Abstract The breakup of liquid films in high-speed flows is found in many applications. These include pre-filming air-blast atomization found in fuel injectors and shedding from airfoils. In this work, the effect of airfoil shape on the liquid film flow on the surface and subsequent atomization from the trailing edge of the airfoil is investigated. Specifically, a symmetric airfoil (NACA0012) and an asymmetric airfoil (NACA2312) are studied and are placed in a high-speed flow of air at velocities up to 175 m/s. Water was introduced onto one side of each airfoil via 26 0.5 mm diameter holes spaced 1 mm apart. These holes are positioned 35 mm downstream from the leading edge and 65 mm upstream from the trailing edge. Water flow rates between 1.4cm2/s and 2.6cm2/s are used. Liquid film behavior is characterized by 1) point measurements of dynamic liquid film thickness using a confocal arrangement of laser induced fluorescence and 2) high-speed video to visualize liquid accumulation and measure ligament breakup length at the trailing edge. Laser diffraction is used to measure line of sight average droplet sizes. Finally, Phase Doppler interferometry is used to measure spatially and temporally resolved droplet size and velocity in the pitchwise direction at 70mm downstream trailing edge distance.
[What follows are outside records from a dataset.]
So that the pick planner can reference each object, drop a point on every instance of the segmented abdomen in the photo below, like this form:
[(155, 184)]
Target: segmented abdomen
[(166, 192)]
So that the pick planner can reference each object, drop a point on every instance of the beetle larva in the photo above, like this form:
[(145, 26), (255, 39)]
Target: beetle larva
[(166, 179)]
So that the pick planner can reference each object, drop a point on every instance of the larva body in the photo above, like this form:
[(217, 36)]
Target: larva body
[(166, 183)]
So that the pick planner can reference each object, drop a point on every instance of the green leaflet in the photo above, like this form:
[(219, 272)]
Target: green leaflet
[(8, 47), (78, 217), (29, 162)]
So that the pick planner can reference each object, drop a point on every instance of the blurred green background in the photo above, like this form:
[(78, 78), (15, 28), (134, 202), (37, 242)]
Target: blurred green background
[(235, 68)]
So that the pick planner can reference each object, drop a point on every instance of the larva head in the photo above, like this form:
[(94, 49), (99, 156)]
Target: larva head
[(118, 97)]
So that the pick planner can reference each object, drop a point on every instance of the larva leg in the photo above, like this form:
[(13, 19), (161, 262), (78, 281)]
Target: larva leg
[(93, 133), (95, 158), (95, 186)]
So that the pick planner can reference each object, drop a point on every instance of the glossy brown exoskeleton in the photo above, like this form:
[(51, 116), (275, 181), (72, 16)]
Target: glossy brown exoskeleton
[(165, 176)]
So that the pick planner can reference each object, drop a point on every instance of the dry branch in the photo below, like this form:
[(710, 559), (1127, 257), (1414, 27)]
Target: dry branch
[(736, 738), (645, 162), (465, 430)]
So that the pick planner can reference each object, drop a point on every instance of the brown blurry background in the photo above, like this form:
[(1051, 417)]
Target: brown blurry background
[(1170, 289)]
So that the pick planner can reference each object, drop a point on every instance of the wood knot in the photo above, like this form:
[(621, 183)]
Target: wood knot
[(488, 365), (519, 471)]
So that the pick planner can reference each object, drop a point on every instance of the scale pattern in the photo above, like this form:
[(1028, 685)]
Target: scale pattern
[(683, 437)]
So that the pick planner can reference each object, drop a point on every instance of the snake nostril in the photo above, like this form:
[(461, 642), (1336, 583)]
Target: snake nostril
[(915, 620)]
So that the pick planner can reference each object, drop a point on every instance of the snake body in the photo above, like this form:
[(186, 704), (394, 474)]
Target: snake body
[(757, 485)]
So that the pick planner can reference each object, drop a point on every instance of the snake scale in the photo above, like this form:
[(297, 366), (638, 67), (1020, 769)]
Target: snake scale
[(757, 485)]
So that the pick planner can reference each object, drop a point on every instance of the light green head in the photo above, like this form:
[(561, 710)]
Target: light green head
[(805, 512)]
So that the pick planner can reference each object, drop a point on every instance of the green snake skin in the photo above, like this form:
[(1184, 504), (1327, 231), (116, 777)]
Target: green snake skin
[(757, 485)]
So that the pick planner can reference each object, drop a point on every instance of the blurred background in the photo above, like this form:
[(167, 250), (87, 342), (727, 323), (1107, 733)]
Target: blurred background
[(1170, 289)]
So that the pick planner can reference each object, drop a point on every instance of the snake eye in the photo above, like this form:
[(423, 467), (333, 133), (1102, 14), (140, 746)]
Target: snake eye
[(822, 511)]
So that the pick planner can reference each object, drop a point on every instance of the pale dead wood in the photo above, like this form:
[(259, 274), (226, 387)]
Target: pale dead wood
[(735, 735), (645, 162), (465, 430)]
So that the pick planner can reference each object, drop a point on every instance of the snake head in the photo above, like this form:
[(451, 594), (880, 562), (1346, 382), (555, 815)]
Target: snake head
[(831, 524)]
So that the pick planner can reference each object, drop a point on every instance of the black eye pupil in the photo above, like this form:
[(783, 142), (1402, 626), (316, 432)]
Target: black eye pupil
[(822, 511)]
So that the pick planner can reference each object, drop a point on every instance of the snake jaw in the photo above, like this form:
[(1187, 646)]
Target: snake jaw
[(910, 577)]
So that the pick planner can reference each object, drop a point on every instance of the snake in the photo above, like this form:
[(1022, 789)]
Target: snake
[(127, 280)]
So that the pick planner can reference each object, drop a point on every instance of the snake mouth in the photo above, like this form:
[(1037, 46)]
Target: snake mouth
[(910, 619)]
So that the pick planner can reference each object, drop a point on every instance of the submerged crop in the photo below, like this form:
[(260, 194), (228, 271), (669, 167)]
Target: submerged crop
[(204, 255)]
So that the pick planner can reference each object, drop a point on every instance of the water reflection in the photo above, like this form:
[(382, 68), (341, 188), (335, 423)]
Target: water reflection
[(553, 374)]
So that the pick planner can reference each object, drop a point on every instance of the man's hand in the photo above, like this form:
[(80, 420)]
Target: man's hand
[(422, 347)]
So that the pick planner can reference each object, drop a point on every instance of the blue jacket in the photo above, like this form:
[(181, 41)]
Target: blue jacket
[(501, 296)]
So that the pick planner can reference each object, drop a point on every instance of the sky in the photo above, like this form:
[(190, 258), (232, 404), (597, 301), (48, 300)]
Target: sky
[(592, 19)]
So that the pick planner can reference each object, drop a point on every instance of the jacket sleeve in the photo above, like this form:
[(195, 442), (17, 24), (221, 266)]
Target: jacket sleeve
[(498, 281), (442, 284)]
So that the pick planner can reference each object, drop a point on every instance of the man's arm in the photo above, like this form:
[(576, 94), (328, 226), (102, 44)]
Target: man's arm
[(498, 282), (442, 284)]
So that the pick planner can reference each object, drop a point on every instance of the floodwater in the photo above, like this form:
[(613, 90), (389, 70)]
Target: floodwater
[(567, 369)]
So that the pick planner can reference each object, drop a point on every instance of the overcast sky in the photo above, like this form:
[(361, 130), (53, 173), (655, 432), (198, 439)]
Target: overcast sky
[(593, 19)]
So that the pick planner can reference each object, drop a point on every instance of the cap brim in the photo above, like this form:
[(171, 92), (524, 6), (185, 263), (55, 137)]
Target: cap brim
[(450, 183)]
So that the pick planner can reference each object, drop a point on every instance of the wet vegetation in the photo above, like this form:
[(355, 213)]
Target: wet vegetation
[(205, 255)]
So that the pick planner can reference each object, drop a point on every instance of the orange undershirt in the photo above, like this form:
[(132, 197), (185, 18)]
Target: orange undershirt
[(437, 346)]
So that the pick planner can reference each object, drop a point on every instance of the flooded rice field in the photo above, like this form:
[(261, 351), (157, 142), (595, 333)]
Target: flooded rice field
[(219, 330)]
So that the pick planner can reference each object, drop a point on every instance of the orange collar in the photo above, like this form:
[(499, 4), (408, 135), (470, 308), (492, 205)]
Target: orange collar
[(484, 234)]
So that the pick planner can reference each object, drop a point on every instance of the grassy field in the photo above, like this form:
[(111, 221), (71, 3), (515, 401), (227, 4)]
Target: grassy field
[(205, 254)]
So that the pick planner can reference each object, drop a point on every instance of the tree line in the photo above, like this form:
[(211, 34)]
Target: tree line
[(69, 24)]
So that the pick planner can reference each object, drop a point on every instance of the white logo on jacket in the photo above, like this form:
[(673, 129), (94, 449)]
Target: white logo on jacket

The film thickness formed on the suction surface of NACA2312 is thicker than on the pressure surface and on NACA0012 which is attributed to larger adverse pressure gradientand thicker air boundary layer. Ligament lengths are almost identical for films on either surface of the NACA2312 vane. This confirms that the trailing edge vortices have minute influence on the atomization at an immediate distance from the trailing edge. Phase Doppler results indicate that the spray produced from the suction side of NACA2312 and NACA0012 airfoils are symmetric about the center of the vane while introducing water from the pressure surface of NACA2312 shifts the spray 3 mm on the same side. This is confirmed from the droplet size distribution specifically at higher velocities. This is consistent with the stronger trailing edge vortices on the pressure surface at high air velocity (175m/s) and at a distance well below the trailing edge (approximately 0.7c) The results demonstrate that the shape of the airfoil can have an impact on spray distribution from the trailing edge.